Este movimento de Block Trade pode ser feito com ações de outra companhia, em geral, com negócios complementares ao da sua atuação, como exemplo a Vale com as ações da Usiminas.

Para termos uma ideia prática, na crise de 2008, com a baixa generalizada das ações, aconteceu o maior programa de recompra de ações da história na BM&FBOVESPA. Muitas dessas empresas que compraram as suas ações por “x”, já as revenderam por “2x” e outras que também recompraram as suas ações, devido à recente alta da bolsa brasileira, já protocolaram na CVM o seu pedido de oferta pública secundária.

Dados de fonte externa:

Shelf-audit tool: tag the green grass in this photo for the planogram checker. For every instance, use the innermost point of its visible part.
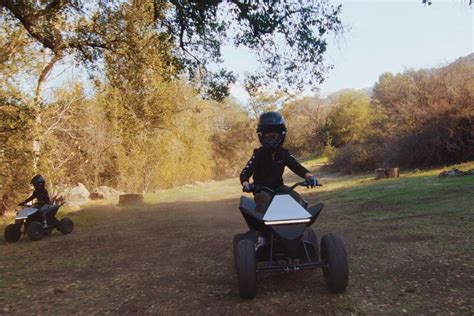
(424, 201)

Vale destacar que devido ao forte componente emocional na tomada de decisão do investidor, provavelmente os seus futuros compradores serão os mesmos que lhe venderam por um valor depreciado no momento da crise.

Conclusão

Quando você souber que a empresa que possui, avalia ou pretende investir, estiver em um processo de recompra de ações, saiba que está diante de uma boa oportunidade, que merece ser avaliada prioritariamente frente a outras alternativas, já que empresas orientadas para o resultado não recompram as suas próprias ações por marketing ou mero capricho, mas sim por uma avaliação econômica e financeira de atratividade dos preços versus avaliação patrimonial.

Fique atento para aproveitar as oportunidades quando a próxima crise ocorrer.